We have a important Database Server with SUSE Linux Enterprise Server 12. The previous admin has setup it as follows.

4 internal disks :

1+1 --RAID-1 Software RAID --> ROOT Partitions
1+1 --RAID-1 Software RAID --> Data Partitions with Database.

Root Partitions have further LVM on top of it and then sliced to have Logical volumes of /usr /boot etc.

So there are 2 Volume groups. 1 System VG and 2. Data VG.

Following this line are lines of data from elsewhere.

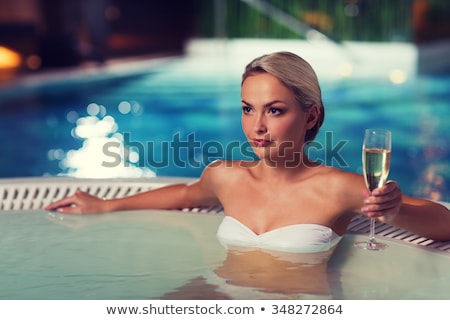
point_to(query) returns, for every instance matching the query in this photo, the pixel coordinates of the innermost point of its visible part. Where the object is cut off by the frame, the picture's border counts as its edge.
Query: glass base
(371, 245)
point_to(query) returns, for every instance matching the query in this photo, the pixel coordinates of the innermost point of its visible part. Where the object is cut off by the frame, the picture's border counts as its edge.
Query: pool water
(172, 120)
(174, 255)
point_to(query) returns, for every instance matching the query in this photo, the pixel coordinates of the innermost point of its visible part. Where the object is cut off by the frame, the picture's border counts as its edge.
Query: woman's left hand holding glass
(383, 203)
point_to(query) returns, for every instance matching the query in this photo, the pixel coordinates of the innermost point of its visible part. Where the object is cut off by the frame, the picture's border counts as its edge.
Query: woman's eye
(246, 109)
(274, 111)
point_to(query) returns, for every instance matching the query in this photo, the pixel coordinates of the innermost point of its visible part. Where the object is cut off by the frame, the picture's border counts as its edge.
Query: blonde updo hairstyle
(298, 76)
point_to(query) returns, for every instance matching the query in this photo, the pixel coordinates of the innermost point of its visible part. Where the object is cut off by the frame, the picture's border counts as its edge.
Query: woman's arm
(197, 194)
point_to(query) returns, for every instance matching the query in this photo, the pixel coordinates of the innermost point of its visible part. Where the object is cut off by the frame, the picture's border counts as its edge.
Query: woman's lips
(261, 142)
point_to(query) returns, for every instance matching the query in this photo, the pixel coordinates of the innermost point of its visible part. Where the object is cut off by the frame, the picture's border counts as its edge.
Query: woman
(283, 201)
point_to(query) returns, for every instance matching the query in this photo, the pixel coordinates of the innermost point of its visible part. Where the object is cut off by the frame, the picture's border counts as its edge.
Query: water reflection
(95, 130)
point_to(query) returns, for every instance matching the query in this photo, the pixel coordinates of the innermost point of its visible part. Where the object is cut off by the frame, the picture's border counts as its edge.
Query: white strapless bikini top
(296, 238)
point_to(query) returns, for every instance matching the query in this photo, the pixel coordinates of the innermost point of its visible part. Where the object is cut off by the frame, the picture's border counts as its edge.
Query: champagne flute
(376, 158)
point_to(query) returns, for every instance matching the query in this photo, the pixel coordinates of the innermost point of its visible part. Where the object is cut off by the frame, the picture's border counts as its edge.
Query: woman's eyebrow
(270, 103)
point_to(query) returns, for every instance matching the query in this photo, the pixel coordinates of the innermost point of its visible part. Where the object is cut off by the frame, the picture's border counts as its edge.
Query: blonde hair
(298, 76)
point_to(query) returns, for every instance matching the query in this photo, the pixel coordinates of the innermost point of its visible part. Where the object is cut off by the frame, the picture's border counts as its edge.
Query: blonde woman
(283, 201)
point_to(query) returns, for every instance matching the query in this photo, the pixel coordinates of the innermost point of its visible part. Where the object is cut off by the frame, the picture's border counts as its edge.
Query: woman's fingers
(383, 202)
(79, 202)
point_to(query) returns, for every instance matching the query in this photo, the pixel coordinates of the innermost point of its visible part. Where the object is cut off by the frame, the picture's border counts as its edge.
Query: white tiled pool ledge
(33, 193)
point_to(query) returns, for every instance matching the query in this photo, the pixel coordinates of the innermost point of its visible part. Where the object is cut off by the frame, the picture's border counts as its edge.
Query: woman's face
(272, 119)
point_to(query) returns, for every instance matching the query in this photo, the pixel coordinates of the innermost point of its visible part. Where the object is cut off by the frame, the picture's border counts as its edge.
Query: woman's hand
(80, 203)
(383, 203)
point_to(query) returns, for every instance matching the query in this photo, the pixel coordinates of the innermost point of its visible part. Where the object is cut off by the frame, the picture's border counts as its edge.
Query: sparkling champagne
(376, 163)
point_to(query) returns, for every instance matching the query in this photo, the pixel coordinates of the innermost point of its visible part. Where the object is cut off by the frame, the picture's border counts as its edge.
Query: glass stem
(372, 230)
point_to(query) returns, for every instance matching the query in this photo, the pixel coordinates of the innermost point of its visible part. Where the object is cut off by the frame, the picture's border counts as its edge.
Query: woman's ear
(313, 116)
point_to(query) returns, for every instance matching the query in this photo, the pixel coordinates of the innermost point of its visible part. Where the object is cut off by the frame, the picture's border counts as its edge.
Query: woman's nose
(260, 124)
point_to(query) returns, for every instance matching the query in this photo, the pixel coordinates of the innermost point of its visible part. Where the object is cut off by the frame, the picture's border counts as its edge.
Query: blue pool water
(168, 120)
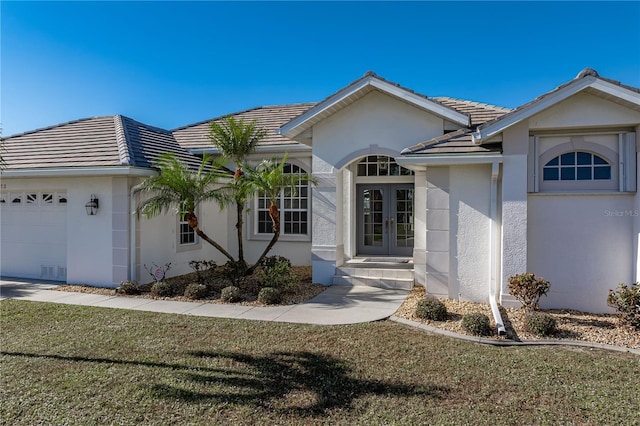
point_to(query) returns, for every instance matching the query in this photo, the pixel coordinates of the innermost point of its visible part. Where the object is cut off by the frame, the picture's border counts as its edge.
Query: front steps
(393, 273)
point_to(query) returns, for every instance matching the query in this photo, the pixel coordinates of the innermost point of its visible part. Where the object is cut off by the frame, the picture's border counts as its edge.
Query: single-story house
(463, 194)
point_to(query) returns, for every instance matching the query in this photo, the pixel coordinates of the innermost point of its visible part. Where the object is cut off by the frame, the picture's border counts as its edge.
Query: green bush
(269, 296)
(432, 309)
(196, 291)
(276, 272)
(540, 323)
(129, 287)
(626, 300)
(202, 268)
(477, 323)
(528, 289)
(231, 294)
(162, 289)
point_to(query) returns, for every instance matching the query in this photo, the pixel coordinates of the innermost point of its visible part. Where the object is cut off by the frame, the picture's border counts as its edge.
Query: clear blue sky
(171, 64)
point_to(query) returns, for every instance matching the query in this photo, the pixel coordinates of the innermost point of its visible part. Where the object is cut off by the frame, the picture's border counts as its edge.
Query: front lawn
(63, 364)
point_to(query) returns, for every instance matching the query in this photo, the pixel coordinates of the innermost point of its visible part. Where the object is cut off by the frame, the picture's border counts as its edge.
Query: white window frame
(622, 162)
(180, 246)
(256, 235)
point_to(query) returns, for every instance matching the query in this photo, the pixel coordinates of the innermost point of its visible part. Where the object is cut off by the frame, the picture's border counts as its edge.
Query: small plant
(196, 291)
(477, 323)
(201, 267)
(269, 296)
(162, 289)
(276, 272)
(158, 272)
(129, 287)
(432, 309)
(626, 300)
(540, 323)
(231, 294)
(528, 289)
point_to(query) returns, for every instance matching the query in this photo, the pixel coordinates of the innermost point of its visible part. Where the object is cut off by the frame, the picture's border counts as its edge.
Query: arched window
(381, 165)
(293, 207)
(576, 166)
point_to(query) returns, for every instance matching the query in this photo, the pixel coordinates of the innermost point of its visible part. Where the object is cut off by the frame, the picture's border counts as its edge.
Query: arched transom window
(577, 165)
(381, 165)
(293, 207)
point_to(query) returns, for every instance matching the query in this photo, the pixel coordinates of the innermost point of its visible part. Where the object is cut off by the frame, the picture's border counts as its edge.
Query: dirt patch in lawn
(572, 325)
(216, 280)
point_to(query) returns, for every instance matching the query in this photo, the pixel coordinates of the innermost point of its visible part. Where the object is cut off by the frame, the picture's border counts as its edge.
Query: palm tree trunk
(192, 220)
(274, 213)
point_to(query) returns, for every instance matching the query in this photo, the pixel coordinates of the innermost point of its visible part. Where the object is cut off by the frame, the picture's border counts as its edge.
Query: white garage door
(33, 228)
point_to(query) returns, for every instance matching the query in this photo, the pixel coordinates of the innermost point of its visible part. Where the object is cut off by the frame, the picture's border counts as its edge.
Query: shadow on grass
(295, 383)
(298, 383)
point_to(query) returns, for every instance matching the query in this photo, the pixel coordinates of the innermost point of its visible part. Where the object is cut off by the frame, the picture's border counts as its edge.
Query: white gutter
(448, 159)
(79, 171)
(264, 148)
(493, 212)
(133, 271)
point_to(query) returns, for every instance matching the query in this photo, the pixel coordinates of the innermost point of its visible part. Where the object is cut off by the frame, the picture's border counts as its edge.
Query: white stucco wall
(469, 200)
(159, 242)
(585, 111)
(583, 245)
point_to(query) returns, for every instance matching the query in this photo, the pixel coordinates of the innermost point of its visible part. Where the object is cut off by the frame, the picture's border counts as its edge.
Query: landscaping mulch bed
(572, 325)
(302, 291)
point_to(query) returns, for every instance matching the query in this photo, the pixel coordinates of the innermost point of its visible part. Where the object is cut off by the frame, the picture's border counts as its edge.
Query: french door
(385, 219)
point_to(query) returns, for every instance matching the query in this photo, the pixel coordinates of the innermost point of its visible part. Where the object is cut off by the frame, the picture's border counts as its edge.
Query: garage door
(33, 235)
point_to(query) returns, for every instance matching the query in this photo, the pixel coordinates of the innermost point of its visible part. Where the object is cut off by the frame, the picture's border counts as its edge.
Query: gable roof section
(196, 136)
(97, 142)
(359, 88)
(587, 80)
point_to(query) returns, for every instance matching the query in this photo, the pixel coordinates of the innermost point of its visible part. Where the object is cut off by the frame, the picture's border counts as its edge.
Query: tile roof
(109, 141)
(196, 136)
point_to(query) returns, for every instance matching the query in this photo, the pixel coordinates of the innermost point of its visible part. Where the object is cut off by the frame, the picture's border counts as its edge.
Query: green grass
(86, 366)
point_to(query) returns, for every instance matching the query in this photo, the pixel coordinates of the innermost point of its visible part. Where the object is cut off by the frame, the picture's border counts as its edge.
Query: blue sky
(170, 64)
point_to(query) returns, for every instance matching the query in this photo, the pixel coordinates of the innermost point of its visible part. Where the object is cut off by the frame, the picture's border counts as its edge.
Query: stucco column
(420, 228)
(514, 207)
(323, 219)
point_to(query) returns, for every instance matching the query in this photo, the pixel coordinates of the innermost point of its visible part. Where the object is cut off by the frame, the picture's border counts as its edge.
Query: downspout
(133, 273)
(493, 209)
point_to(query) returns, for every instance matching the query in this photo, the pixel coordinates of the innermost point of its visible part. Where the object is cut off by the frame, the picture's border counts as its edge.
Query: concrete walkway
(336, 305)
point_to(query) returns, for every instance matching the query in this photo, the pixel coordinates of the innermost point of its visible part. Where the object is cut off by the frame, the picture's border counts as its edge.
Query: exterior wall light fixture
(92, 206)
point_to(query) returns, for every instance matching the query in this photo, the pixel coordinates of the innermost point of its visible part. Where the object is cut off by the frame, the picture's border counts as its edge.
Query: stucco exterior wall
(159, 242)
(584, 110)
(583, 245)
(469, 235)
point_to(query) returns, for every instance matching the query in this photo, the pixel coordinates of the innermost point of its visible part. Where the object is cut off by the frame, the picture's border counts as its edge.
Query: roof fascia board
(448, 159)
(552, 99)
(288, 129)
(79, 171)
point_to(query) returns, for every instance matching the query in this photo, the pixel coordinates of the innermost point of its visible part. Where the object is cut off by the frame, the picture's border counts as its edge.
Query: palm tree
(179, 187)
(237, 139)
(270, 178)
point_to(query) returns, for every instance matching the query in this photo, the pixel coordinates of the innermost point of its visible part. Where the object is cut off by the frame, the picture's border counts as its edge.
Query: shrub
(276, 272)
(269, 296)
(477, 323)
(528, 289)
(129, 287)
(162, 289)
(626, 300)
(196, 291)
(231, 294)
(540, 323)
(202, 267)
(432, 309)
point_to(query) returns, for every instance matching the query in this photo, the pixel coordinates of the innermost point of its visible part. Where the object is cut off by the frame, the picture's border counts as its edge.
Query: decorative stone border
(495, 342)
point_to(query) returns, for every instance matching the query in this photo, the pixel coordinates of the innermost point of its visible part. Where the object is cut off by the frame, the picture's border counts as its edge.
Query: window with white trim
(293, 206)
(186, 234)
(577, 165)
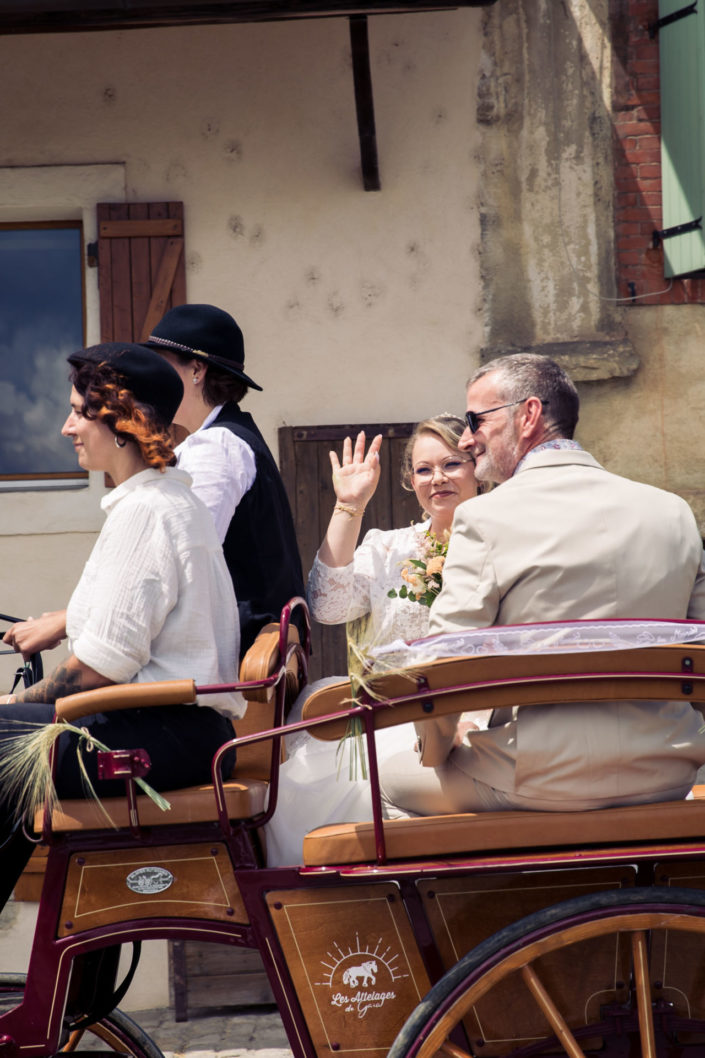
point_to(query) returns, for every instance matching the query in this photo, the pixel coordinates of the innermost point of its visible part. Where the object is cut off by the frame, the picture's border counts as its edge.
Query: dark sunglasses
(473, 419)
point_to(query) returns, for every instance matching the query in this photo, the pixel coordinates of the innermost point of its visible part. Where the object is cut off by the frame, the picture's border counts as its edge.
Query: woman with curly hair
(154, 602)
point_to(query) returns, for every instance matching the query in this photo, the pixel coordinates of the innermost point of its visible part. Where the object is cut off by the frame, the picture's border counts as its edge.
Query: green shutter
(682, 51)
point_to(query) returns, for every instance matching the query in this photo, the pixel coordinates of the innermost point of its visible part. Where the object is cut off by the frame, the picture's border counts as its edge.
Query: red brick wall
(636, 114)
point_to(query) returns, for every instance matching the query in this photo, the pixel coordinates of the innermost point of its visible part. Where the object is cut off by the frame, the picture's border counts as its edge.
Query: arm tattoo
(62, 681)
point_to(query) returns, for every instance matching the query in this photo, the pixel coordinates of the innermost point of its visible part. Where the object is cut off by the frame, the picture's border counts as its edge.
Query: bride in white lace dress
(349, 582)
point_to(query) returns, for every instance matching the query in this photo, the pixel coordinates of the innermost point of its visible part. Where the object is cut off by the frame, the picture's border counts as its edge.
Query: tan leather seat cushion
(477, 832)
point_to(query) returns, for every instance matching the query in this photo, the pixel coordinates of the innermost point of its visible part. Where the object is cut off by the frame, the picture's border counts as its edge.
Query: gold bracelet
(353, 512)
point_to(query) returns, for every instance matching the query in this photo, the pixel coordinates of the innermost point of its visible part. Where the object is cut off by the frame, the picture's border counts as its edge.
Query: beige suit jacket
(565, 540)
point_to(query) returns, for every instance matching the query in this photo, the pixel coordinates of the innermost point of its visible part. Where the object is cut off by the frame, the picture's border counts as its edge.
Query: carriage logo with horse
(362, 977)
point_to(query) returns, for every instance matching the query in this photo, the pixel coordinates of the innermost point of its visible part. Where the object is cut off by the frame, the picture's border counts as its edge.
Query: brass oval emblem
(149, 879)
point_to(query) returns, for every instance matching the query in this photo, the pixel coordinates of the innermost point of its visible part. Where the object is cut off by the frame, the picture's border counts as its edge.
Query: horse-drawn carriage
(511, 933)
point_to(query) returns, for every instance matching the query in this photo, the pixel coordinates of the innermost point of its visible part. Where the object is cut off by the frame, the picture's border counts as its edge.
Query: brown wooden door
(306, 471)
(141, 267)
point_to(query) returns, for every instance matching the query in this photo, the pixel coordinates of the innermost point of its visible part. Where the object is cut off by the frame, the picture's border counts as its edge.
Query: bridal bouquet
(423, 576)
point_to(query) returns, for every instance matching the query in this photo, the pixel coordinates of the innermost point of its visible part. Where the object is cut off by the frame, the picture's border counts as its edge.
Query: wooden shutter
(141, 267)
(682, 55)
(306, 471)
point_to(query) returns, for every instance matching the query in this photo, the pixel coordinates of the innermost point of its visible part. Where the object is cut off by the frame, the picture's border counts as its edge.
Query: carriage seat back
(246, 790)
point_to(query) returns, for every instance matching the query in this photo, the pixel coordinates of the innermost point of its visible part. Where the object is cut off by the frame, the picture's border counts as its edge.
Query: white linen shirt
(222, 469)
(155, 600)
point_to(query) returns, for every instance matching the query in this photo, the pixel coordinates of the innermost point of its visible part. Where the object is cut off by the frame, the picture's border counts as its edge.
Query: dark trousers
(180, 740)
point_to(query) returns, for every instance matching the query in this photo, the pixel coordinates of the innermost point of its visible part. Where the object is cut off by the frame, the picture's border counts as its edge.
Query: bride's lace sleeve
(340, 594)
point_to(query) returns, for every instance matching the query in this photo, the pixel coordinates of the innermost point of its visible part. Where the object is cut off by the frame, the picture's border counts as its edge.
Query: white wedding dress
(314, 784)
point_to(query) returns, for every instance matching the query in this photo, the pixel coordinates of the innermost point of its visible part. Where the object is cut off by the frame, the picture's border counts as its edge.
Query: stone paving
(235, 1034)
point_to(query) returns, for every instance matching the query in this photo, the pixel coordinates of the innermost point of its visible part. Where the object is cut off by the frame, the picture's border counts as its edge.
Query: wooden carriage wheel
(644, 1025)
(114, 1033)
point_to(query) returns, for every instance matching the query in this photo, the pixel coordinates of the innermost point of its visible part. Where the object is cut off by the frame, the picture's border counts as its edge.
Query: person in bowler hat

There are 4 Disks sda+sdb and sdc+sdd

Recently we noticed that one ofthe disks out of Software RAID group System is gone bad and the server
continued to work without any problem (Thanks to RAID 1 Mirroring).
See below, 3 Software RAID partitions are marked as Failed/degraded. md0, md1 and md2.
Which are System Partitions. md3 is for database.
So sda1,sda2 and sda3

Code:

#cat /proc/mdstat
Personalities : [raid1]

md0 : active raid1 sdb1[1] sda1[0](F)	<<<<<-------------
      1051584 blocks super 1.0 [2/1] [_U]
      bitmap: 1/1 pages [4KB], 65536KB chunk

md1 : active raid1 sdb2[1] sda2[0](F)	<<<<<-------------
      18876288 blocks super 1.0 [2/1] [_U]
      bitmap: 1/1 pages [4KB], 65536KB chunk

md2 : active raid1 sdb3[1] sda3[0](F)	<<<<<-------------
      956832576 blocks super 1.0 [2/1] [_U]
      bitmap: 2/8 pages [8KB], 65536KB chunk

md3 : active raid1 sdc1[0] sdd1[1]
      976760640 blocks super 1.0 [2/2] [UU]
      bitmap: 2/8 pages [8KB], 65536KB chunk

unused devices: <none>

We have to replace the faulty disk (sda) so that it builds back the original structure.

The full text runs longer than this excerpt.